A big advantage of the telephone interpretation service is that it doesn’t require purchase of new equipment, Robertson notes. (Video interpretation, offered through the non-profit Health Care Interpreter Network in California, is widely used in hospitals. While it requires substantial investment in hardware and technology it has, as promotional material notes, the advantage over in-person interpretation that interpreters do not run into travel delays.)
In-person interpretation used for more complex interactions
Robertson says that at CHCs in-person interpretation (by multilingual CHC staff who treat patients, as well as services purchased from a provider) will continue to be used for longer, more complex interactions, while telephone interpretation (either through speaker phone or, more privately, with two handsets) is for more routine communication.

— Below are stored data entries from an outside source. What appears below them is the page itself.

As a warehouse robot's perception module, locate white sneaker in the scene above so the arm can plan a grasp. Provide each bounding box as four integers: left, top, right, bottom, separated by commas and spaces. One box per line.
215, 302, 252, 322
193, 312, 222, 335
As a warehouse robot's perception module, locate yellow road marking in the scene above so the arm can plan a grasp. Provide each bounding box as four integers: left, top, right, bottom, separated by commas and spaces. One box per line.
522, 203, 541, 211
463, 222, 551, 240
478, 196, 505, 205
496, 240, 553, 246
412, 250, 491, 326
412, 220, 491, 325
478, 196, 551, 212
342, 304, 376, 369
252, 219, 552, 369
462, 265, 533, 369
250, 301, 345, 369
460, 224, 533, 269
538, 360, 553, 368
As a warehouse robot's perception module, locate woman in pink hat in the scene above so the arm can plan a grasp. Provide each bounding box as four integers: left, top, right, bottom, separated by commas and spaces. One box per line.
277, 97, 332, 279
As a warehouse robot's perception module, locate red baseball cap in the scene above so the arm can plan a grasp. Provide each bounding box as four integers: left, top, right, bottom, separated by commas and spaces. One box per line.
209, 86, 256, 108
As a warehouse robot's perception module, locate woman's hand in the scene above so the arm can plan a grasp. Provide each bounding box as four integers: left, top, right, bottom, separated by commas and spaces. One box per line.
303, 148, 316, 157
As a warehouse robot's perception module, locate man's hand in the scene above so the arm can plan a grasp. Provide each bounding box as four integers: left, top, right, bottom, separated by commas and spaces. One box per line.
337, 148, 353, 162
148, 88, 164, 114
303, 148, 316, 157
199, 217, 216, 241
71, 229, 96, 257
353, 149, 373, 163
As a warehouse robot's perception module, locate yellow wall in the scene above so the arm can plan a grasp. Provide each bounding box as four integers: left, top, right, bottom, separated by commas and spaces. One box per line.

The entire TCLHIN bulk buy initiative is to be evaluated by the Centre for Research on Inner City Health (CRICH), which is based at St. Michael’s Hospital in Toronto. (St. Michael’s Hospital itself is not participating in the bulk buy because it signed a three-year contract for telephone interpretation before the bulk buy was offered.)
Robertson says the CHCs, which in Ontario specialize in providing services for marginalized communities, have been pushing for hospitals to improve language interpretation services in order to provide continuity of service for clients.
Asked if the TCLHIN has contemplated a bulk buy of in-person interpretation services, Solomon says the LHIN “tries to leave the operational use and implementation to the organizations themselves and thus far, has not contemplated a policy around use of [in-person] interpretation services. That said, it is the LHIN’s expectation that the organizations are meeting the needs of ALL of its patients.”